In the ANT‐004 study, once monthly subcutaneous administration of abelacimab doses of 120 mg and 180 mg was safe and well‐tolerated in patients with AF. There were no serious adverse events or deaths. The rate of TEAEs was similar across all treatment groups (Table S4). In the abelacimab 120 mg dose group, 5 out of 6 patients (83.3%) reported at total of 16 treatment‐emergent adverse events (TEAEs), and in the abelacimab 180 mg dose group, 3 out of 7 patients (42.9%) reported a total of 7 TEAEs. Meanwhile, in the pooled placebo groups, 4 out of 5 patients (80.0%) reported a total of 8 TEAEs. The majority of AEs were mild in severity, and there were no trends in the pattern of AEs. There were no reports of injection site reactions or hypersensitivity reactions in any patients. There were no discontinuations due to TEAEs during the study. One patient in Cohort 2 receiving the abelacimab 180 mg dose was discontinued from the study by the investigator after the second dose in order to undergo a non‐urgent invasive cardiac catheterization. The patient underwent the procedure approximately a month after their last dose of abelacimab without any complications.
There were no major or CRNM bleeding events in ANT‐004. Five suspected bleeding events were reported in four patients—three events in three abelacimab treated patients and two events in a placebo treated patient—all of which were adjudicated by a central independent adjudication committee blinded to treatment assignment as “nuisance bleeding” events or no bleeding event.
In both studies, the administration of abelacimab was not associated with any apparent treatment related data trends in vital signs or ECG parameters. In addition, abelacimab administration was not associated with any apparent trends in the serum chemistry, hematology, or urinalysis data over time.
3.3. Pharmacokinetics
Plasma total abelacimab concentration–time profiles after single intravenous administration are presented in Figure 2A. In healthy subjects, the median time‐to‐peak abelacimab plasma concentrations ranged from 1.75 to 2.00 h (after start of the 1‐h infusion) and were dose independent.

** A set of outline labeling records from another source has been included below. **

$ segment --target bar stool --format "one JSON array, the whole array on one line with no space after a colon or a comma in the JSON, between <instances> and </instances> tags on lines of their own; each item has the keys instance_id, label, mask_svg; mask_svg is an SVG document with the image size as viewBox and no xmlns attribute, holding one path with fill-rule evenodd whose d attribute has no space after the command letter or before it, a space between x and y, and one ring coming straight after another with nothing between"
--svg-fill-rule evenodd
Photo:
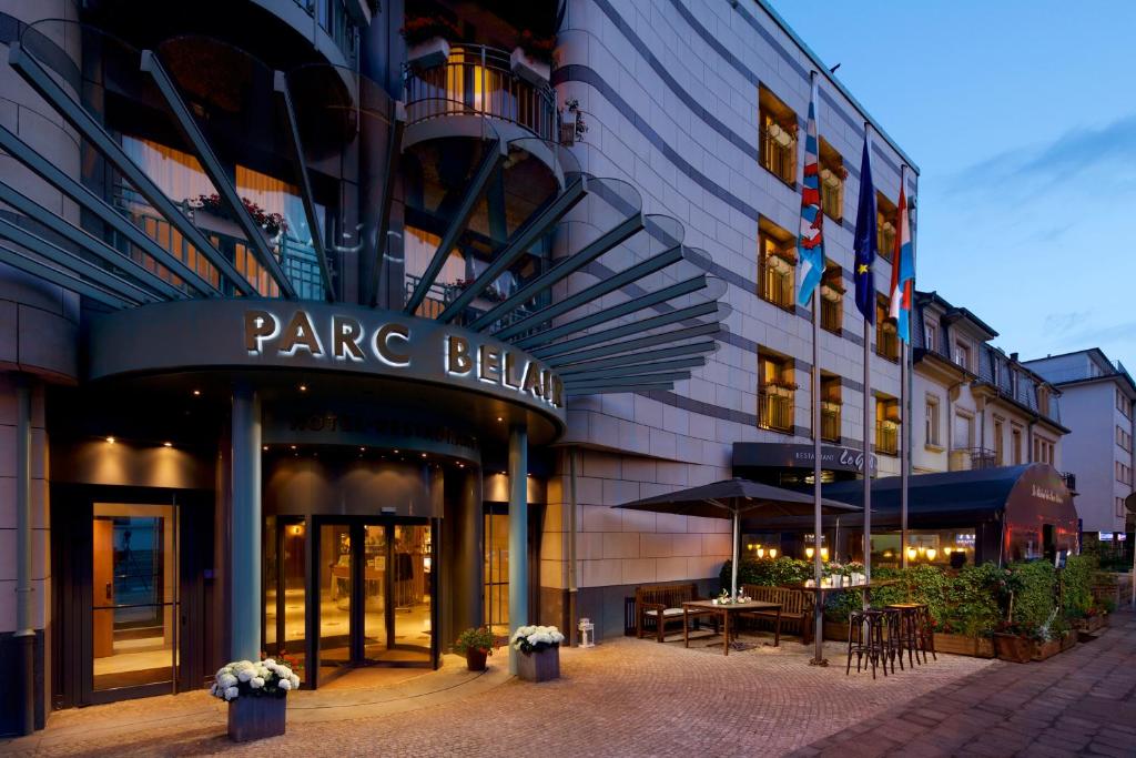
<instances>
[{"instance_id":1,"label":"bar stool","mask_svg":"<svg viewBox=\"0 0 1136 758\"><path fill-rule=\"evenodd\" d=\"M861 664L864 670L871 664L871 678L876 678L876 666L883 661L884 676L887 676L887 653L884 642L884 624L886 614L883 610L853 610L849 615L849 653L844 674L852 672L852 653L855 653L855 670L859 674ZM867 661L864 661L867 659Z\"/></svg>"},{"instance_id":2,"label":"bar stool","mask_svg":"<svg viewBox=\"0 0 1136 758\"><path fill-rule=\"evenodd\" d=\"M926 664L929 652L935 660L935 633L932 630L930 609L926 602L894 602L888 608L900 614L900 639L908 650L908 663ZM922 655L922 660L919 656ZM903 652L900 651L902 658Z\"/></svg>"}]
</instances>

The increase in exposure over the dose range of 30–150 mg appeared to be dose proportional for the initial concentration, C0, and more than dose proportional for AUCinf and AUClast. The mean terminal elimination half‐life (T 1/2) ranged from 595 and 709 h (25–30 days). In healthy obese subjects, severe obesity was associated with a moderate decrease (30%–45%) in abelacimab exposure (C0 and AUC). A summary of PK parameters for each dose cohort is given in Table 1. Plasma total abelacimab concentration‐time profiles after once monthly subcutaneous administration of abelacimab are presented in Figure 2B.
FIGURE 2.
(A) Arithmetic mean (±SEM) plasma concentration‐time profiles of abelacimab following a 1‐hr intravenous infusion (ANT‐003). (B) Arithmetic mean (±SEM) plasma concentration‐time profiles of abelacimab with once monthly subcutaneous administration (ANT‐004). (*) indicates study visit days with abelacimab subcutaneous administration
TABLE 1.
Summary of pharmacokinetic parameters in ANT‐003.
|
PK parameters n = 6 |
MAA868 30 mg n = 6 |
MAA868 50 mg n = 6 |
MAA868 150 mg n = 6 |
MAA868 150 mg (BMI ≥ 35) n = 6 |
|---|---|---|---|---|
| C0 (μg/ml) | 7.50 (26.7) | 10.8 (9.2) | 44.2 (21.0) | 31.0 (13.7) |
| Cmax (μg/ml) | 9.43 (21.0) | 12.2 (12.8) | 52.3 (17.7) | 36.7 (16.8) |
| T 1/2 (h) | 621 (12.6) | 709 (38.0) | 595 (29.7) | 621 (17.1) |
| t max (h) | 1.75 (1.50–2.00) | 2.03 (1.50–5.00) | 2.00 (1.50–3.03) | 1.75 (1.20–2.02) |
| AUClast (h × μg/ml) | 2235 (44.5) | 3379 (19.6) | 21782 (18.3) | 11785 (26.8) |
| AUCinf (h × μg/ml) | 2940 (34.2) | 4020 (20.3) | 22969 (17.6) | 12543 (26.6) |
| Vss (L) | 8.48 (32.1) | 10.5 (17.0) | 5.00 (24.1) | 8.29 (20.8) |
| CL (L/h) | 0.0102 (34.2) | 0.0124 (20.3) | 0.00653 (17.6) | 0.0120 (26.6) |
Geometric Mean (Geometric Mean CV%) Abelacimab PK Parameters.
3.4. Pharmacodynamics
In ANT‐003, the intravenous infusion of abelacimab led to a rapid and >99% reduction in the concentration of free FXI across all abelacimab doses from 1 h post start of infusion until Day 5 (Figure 3A). The reduction of free FXI concentration remained sustained and returned to baseline occurred in a dose and time dependent manner. By Day 106, mean concentrations of free FXI at all abelacimab doses returned to levels consistent with those observed at baseline.
FIGURE 3.
(A) Arithmetic mean effect‐time profiles of free Factor XI following intravenous abelacimab administration. (B) Arithmetic mean effect‐time profiles of aPTT following intravenous abelacimab administration. (C) Arithmetic mean effect‐time profiles of free Factor XI following monthly subcutaneous administration. (D) Arithmetic mean effect‐time profiles of aPTT following monthly subcutaneous abelacimab administration. Ratios were calculated by dividing by the subject's baseline values
Reductions in free FXI levels were associated with a rapid and sustained prolongation of aPTT with approximately a 2‐fold prolongation reached between 1 h post start of infusion to Day 5 (Figure 3B). The abelacimab 150 intravenous dose produced a peak aPTT prolongation of approximately 2‐fold at 48 h. The aPTT returned to baseline in a dose and time dependent manner. In subjects receiving placebo, there was no trend in the mean change from baseline in aPTT. No changes were observed in prothrombin or thrombin time (data not shown).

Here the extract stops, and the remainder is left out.